I am trying to set up a procedure to verify that my开发者_如何学JAVA storage and recompilation was faithful and that my new dictionary is equivalent to the old one. What is the best methodology for testing this.
There are minor differences and I want to figure out what they are.
The most obvious approach is of course:
if oldDict != newDict:
print "**Failure to rebuild, new dictionary is different from the old"
That ought to be the fastest possible, since it relies on Python's internals to do the comparison.
UPDATE: It seems you're not after "equal", but something weaker. I think you need to edit your question to make it clear what you consider "equivalent" to mean.

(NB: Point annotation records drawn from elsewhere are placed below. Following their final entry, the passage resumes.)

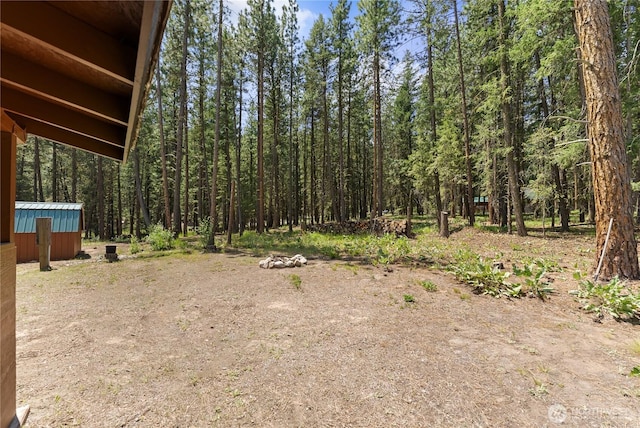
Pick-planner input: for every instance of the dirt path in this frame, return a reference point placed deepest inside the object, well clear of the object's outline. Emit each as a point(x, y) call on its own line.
point(212, 340)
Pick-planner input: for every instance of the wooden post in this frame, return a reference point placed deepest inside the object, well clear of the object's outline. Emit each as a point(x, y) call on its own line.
point(8, 149)
point(43, 240)
point(444, 224)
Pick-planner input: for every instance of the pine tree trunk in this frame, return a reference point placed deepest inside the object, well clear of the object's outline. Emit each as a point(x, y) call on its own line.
point(38, 194)
point(54, 173)
point(238, 146)
point(379, 180)
point(163, 152)
point(120, 216)
point(74, 175)
point(434, 131)
point(100, 194)
point(216, 142)
point(182, 114)
point(140, 196)
point(514, 186)
point(185, 227)
point(260, 71)
point(610, 169)
point(465, 119)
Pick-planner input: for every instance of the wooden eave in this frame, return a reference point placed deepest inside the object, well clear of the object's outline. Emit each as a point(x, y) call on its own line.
point(78, 72)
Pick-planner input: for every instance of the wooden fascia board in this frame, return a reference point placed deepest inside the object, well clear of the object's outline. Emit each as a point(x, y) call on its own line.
point(10, 126)
point(54, 114)
point(154, 19)
point(72, 139)
point(69, 37)
point(60, 89)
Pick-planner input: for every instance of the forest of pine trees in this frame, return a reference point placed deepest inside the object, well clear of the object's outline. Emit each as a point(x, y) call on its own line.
point(487, 101)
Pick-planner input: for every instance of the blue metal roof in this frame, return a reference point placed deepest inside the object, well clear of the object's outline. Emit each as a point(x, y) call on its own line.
point(66, 216)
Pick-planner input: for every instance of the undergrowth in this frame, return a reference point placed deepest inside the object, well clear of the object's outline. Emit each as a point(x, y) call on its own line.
point(615, 298)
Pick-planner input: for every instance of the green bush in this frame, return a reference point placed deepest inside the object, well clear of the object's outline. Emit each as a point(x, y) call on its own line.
point(205, 232)
point(135, 246)
point(483, 276)
point(614, 298)
point(160, 238)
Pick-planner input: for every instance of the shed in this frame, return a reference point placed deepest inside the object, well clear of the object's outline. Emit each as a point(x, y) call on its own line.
point(74, 72)
point(66, 229)
point(481, 203)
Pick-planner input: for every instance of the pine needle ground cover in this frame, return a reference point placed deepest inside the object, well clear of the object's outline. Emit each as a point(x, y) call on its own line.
point(185, 338)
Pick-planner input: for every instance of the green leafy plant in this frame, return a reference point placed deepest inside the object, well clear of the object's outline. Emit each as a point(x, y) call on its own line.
point(429, 285)
point(135, 246)
point(160, 238)
point(614, 298)
point(483, 276)
point(205, 232)
point(296, 281)
point(534, 282)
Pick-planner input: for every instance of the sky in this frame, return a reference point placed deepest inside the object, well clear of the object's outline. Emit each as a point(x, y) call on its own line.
point(310, 10)
point(308, 13)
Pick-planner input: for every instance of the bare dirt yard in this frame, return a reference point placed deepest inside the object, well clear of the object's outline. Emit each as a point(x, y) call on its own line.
point(208, 340)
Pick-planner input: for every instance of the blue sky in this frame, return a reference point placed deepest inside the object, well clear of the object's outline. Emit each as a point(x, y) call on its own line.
point(308, 13)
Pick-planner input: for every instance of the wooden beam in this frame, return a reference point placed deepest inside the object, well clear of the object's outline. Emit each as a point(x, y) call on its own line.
point(55, 30)
point(7, 278)
point(72, 139)
point(73, 121)
point(41, 82)
point(154, 20)
point(11, 127)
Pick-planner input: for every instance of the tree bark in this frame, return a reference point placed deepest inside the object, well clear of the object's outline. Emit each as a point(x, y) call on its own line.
point(216, 142)
point(163, 152)
point(141, 202)
point(514, 187)
point(182, 112)
point(100, 185)
point(432, 117)
point(610, 169)
point(465, 119)
point(377, 130)
point(261, 47)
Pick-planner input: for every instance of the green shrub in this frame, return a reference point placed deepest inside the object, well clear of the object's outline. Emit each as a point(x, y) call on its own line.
point(614, 298)
point(160, 238)
point(483, 276)
point(205, 232)
point(429, 285)
point(535, 283)
point(135, 246)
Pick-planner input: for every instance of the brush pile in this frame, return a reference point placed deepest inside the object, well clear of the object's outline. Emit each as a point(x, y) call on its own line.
point(380, 226)
point(282, 262)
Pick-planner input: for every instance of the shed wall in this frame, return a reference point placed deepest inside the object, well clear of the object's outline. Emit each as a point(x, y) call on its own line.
point(64, 246)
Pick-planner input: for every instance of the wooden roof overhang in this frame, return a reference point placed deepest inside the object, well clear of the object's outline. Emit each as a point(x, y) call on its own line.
point(78, 72)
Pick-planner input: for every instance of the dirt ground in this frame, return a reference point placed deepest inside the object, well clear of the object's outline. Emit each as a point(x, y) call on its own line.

You could start with something like this and tweak it to suit your needs
>>> bigd = dict([(x, random.randint(0, 1024)) for x in xrange(90000)])
>>> bigd2 = dict([(x, random.randint(0, 1024)) for x in xrange(90000)])
>>> dif = set(bigd.items()) - set(bigd2.items())
>>> d1 = {'a':1,'b':2,'c':3}
>>> d2 = {'b':2,'x':2,'a':5}
>>> set(d1.iteritems()) - set(d2.iteritems()) # items in d1 not in d2
set([('a', 1), ('c', 3)])
>>> set(d2.iteritems()) - set(d1.iteritems()) # items in d2 not in d1
set([('x', 2), ('a', 5)])
Edit Don't vote for this answer. Go to Fast comparison between two Python dictionary and add an upvote. It is a very complete solution.